Copyright 2019 Klaus Strohmenger

Permission is hereby granted, free of charge, to any person obtaining a copy of this software and associated documentation files (the "Software"), to deal in the Software without restriction, including without limitation the rights to use, copy, modify, merge, publish, distribute, sublicense, and/or sell copies of the Software, and to permit persons to whom the Software is furnished to do so, subject to the following conditions:

The above copyright notice and this permission notice shall be included in all copies or substantial portions of the Software.

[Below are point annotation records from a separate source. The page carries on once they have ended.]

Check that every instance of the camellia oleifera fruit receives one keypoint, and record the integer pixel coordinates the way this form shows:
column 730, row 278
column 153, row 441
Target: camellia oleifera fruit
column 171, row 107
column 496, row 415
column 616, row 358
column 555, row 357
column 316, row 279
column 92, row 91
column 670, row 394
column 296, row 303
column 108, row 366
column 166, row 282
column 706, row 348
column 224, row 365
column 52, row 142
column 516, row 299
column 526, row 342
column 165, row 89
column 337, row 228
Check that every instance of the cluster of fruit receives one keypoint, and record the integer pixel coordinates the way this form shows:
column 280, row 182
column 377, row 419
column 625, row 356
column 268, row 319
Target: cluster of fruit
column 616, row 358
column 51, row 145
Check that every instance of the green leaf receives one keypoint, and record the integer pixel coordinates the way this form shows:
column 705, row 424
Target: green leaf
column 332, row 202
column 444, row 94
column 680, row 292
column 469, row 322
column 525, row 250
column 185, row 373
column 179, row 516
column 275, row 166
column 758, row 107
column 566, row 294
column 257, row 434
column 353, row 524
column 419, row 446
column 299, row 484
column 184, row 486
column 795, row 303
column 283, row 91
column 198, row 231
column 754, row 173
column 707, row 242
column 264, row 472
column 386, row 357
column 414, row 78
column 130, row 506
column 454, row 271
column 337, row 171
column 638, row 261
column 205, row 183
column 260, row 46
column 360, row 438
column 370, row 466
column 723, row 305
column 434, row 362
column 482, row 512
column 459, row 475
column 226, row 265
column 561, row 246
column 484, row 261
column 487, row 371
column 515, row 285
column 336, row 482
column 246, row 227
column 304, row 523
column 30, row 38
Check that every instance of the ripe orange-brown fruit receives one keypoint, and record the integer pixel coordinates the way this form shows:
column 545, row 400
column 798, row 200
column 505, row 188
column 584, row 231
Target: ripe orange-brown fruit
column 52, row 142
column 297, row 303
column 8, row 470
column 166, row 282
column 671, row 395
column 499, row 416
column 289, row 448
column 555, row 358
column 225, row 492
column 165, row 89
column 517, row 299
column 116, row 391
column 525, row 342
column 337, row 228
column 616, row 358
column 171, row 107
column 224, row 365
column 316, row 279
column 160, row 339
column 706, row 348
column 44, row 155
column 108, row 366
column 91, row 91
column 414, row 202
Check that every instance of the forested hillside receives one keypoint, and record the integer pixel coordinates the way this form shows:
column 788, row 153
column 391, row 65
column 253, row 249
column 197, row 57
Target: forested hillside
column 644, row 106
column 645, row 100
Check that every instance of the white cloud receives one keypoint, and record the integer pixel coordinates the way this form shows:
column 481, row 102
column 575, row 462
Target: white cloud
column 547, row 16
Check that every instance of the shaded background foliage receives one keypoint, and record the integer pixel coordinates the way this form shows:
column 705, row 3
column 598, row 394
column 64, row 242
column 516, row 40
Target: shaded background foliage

THE SOFTWARE IS PROVIDED "AS IS", WITHOUT WARRANTY OF ANY KIND, EXPRESS OR IMPLIED, INCLUDING BUT NOT LIMITED TO THE WARRANTIES OF MERCHANTABILITY, FITNESS FOR A PARTICULAR PURPOSE AND NONINFRINGEMENT. IN NO EVENT SHALL THE AUTHORS OR COPYRIGHT HOLDERS BE LIABLE FOR ANY CLAIM, DAMAGES OR OTHER LIABILITY, WHETHER IN AN ACTION OF CONTRACT, TORT OR OTHERWISE, ARISING FROM, OUT OF OR IN CONNECTION WITH THE SOFTWARE OR THE USE OR OTHER DEALINGS IN THE SOFTWARE.